I grew to appreciate this approach much more when I interviewed a popular serial entrepreneur, Rich Christiansen a while back, who has done almost 30 businesses wholly by bootstrapping. He published a book with Ron Porter, titled “Bootstrap Business”, that provides a wealth of practical examples and advice on this subject.
The essence of his approach is to dedicate yourself to becoming a frugal minimalist in everything you do. I like his approach, and have extracted some tips from his book and other sources on how to do it:
Use a virtual office. Rent is one of the biggest expenses for any business. If you can, start your business in your home office, basement or garage (Bill Gates, Steve Jobs, and many other legends used this approach).
Think minimum spending. Spend the absolute minimum for what you need (equipment, software, and services) to keep your business running. Don't justify over-spending initially with "long-run" thinking. If you do, there probably won't ever be a long run!

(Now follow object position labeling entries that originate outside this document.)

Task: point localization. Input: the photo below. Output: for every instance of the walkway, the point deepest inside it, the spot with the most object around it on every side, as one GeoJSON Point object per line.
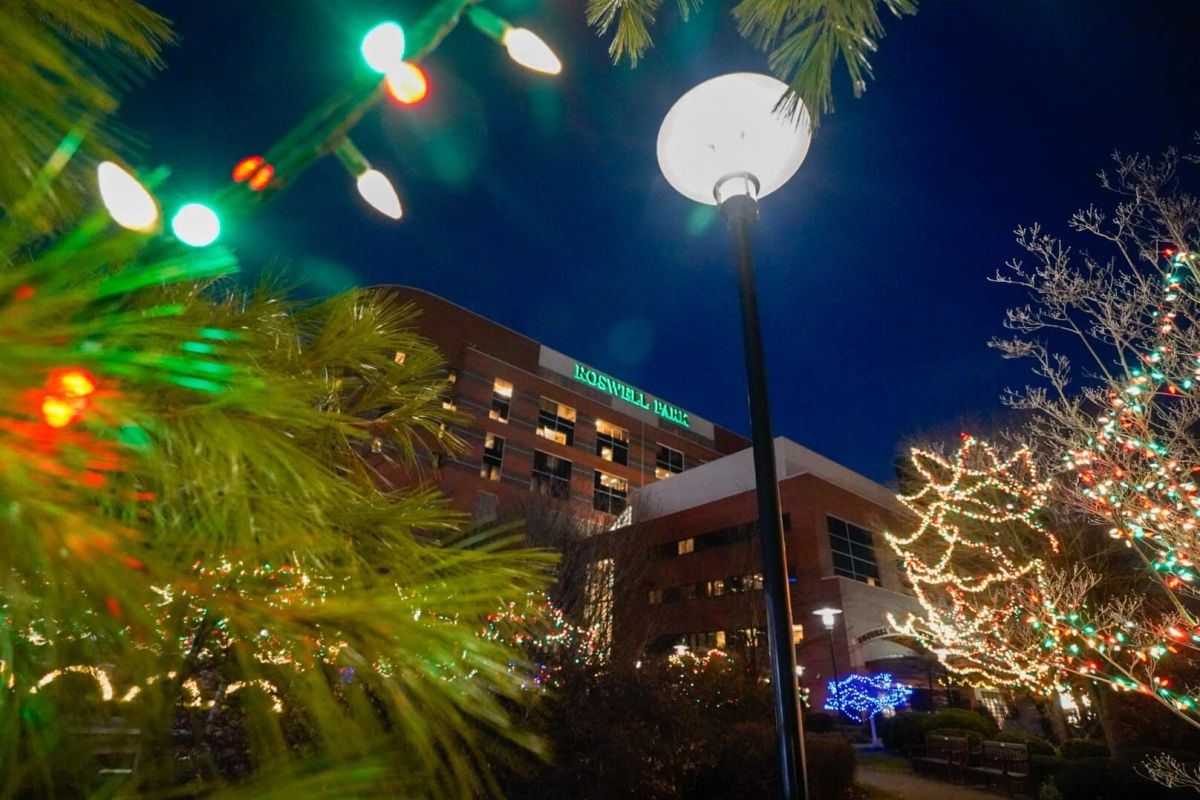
{"type": "Point", "coordinates": [915, 787]}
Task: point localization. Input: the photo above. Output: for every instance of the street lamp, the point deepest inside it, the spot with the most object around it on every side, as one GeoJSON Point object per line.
{"type": "Point", "coordinates": [723, 144]}
{"type": "Point", "coordinates": [829, 618]}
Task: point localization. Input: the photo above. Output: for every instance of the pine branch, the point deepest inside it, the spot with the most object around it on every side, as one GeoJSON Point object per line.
{"type": "Point", "coordinates": [805, 40]}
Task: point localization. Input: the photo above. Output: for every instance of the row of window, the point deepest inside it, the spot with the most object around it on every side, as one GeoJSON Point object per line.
{"type": "Point", "coordinates": [552, 476]}
{"type": "Point", "coordinates": [556, 422]}
{"type": "Point", "coordinates": [717, 588]}
{"type": "Point", "coordinates": [713, 539]}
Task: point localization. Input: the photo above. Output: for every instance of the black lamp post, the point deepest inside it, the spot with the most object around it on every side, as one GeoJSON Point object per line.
{"type": "Point", "coordinates": [723, 144]}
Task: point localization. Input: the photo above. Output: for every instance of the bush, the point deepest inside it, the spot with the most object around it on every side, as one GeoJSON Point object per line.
{"type": "Point", "coordinates": [1044, 768]}
{"type": "Point", "coordinates": [819, 722]}
{"type": "Point", "coordinates": [831, 761]}
{"type": "Point", "coordinates": [905, 732]}
{"type": "Point", "coordinates": [1074, 749]}
{"type": "Point", "coordinates": [1089, 779]}
{"type": "Point", "coordinates": [963, 720]}
{"type": "Point", "coordinates": [983, 711]}
{"type": "Point", "coordinates": [1109, 779]}
{"type": "Point", "coordinates": [1036, 744]}
{"type": "Point", "coordinates": [973, 737]}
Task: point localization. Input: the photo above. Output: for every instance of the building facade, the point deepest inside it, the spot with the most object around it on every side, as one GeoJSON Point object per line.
{"type": "Point", "coordinates": [543, 427]}
{"type": "Point", "coordinates": [679, 564]}
{"type": "Point", "coordinates": [701, 587]}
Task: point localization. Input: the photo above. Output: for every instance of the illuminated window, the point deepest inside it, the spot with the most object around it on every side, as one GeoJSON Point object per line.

Reinvest gross profit. Most startup founders already do this, rather than take a salary, to improve their offering. Take little to no net profit. Simply take enough to live on, but not to the point of your detriment.
Act big, behave small. Create the illusion of ‘big’ without the large building and large staff. Use voicemail, a world-class website, and personal customer service, with small expenses, to beat your big competitors.
Do it yourself. Network big to get connections and ideas, but do the work yourself. Every outside hire increases your cost and risk. Hire experts, not help. Low paid help isn’t cheaper if it takes them twice as long to do the job, or they do the job wrong.
Don’t plan for failure. Planning for failure almost invariably leads to failure, or at least has a way of undermining your resolve. The tough times are what separate the survivors from the many strewn casualties lying alongside the startup highway.
Practice creative marketing. One of the keys to keeping start-up costs low is to find creative and affordable ways of doing what you need to get done, rather than just spending cash. All you need is a blog, Twitter, email, some business card stock, and a little creativity.
Don’t think about the exit. As soon as you bring in investors, they force you to plan for an exit (merger or sale) in three to five years. It’s critical to them, since that’s the only way they can realize a return on investment, but it limits your options for growth and change.
Sometimes the tiniest details will throw your startup company into disaster. Understanding your business totally will give you much better operational control. In most cases there is a direct correlation between the quality of your decisions and the size of your revenue stream. For minimum risk, you must understand fully this cause-and-effect correlation.
In summary, watch your costs, trust your gut, and drive forward with all the passion in your dream. The growth may be slower with bootstrapping, but it’s all yours.
Remember, the goal is to keep venture capitalists or any investors from sinking their teeth into your business. When you let them on board, you lose control of your destiny. Isn’t this contrary to why you signed up to be an entrepreneur in the first place?